Acordou muito dorido. Ferido, perdera a asa esquerda. Viu-a um pouco além. Um rato passou-lhe por cima farejando-a. Não teve medo, pois não sabia o que era um rato. A custo ergueu-se. Era impossível um voo de uma asa só, como aprendera nas aulas dos voos angélicos com o instrutor celestial. Era noite. Havia uma luz ao fundo. Pela primeira vez teve medo, mas a luz fixa era promessa de calor. Sacudiu-se, recolheu a asa solta e encaminhou-se. Era uma barraca. Havia mais barracas. Entrou porque a porta se abriu sem surpresas. O espaço era pequeno e sujo, sujo chegava ele também. Ninguém notou nada senão que repentinamente havia mais luz em casa, que se viam melhor os pedaços de pizza frios sobre a mesa e as latas de coca cola há muito abertas. Não disse que era um Anjo nem ninguém perguntou. Todos conheciam o código e ninguém invadia histórias alheias. Havia uma menina que lhe sorriu. Deveria ser bonita como todas as crianças, mas a sujeira da cara não permitia ver muito. O Anjo sorriu-lhe. Foi um momento celestial no meio de tanto negrume escuro. Ofereceram-lhe pizza que ele aceitou e levou à boca sem se lembrar que não tinha boca, que jamais comera, que apenas viera para cantar!

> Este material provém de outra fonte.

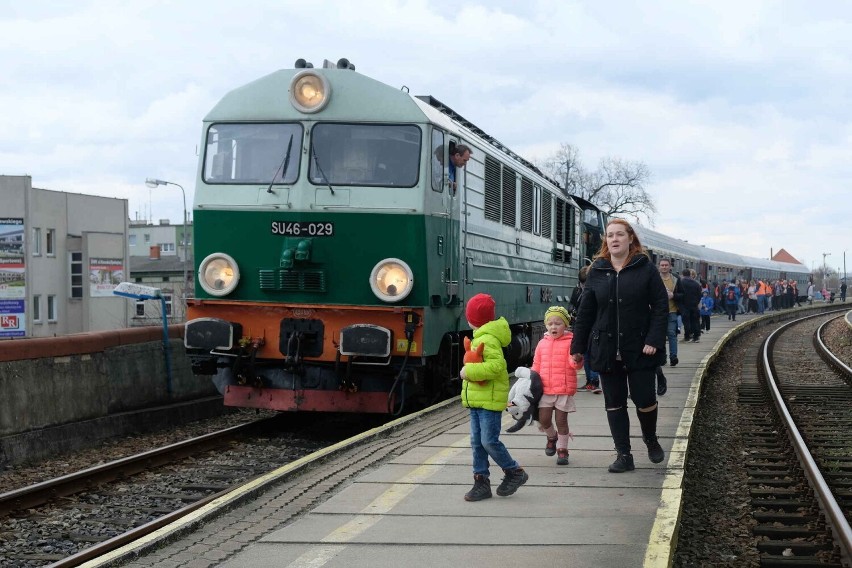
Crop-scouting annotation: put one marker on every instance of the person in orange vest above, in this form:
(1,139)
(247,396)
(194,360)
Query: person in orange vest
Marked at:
(762,290)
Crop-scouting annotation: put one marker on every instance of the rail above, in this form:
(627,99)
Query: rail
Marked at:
(840,525)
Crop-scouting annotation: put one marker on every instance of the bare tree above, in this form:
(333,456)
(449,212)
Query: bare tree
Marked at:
(617,186)
(565,167)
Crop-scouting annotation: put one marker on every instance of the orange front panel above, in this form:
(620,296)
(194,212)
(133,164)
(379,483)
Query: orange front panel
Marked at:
(264,320)
(307,400)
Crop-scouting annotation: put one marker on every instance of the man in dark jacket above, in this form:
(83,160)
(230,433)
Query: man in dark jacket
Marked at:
(689,307)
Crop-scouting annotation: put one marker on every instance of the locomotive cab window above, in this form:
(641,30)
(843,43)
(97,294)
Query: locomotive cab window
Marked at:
(439,158)
(365,154)
(253,153)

– Como te chamas, perguntou-lhe a menina?
– Marcielo.
– Tens nome de anjo confirmou ela.

Deve ter sido aqui que definitivamente adormeceu. Cobriram-no. Quando acordou era manhã e tinha nevado, não havia luzes ou luzinhas. Atrasara-se imperdoavelmente e já não chegaria para a Festa que nesse dia pontualmente o Pai celebra no Céu e que ele nunca perdera. Sentiu ao fundo um carro que vencia lentamente o manto de neve. Era o substituto do Pároco que vinha celebrar a Missa de Natal ao bairro. Julgando-o um freguês abriu-lhe a porta do pendura.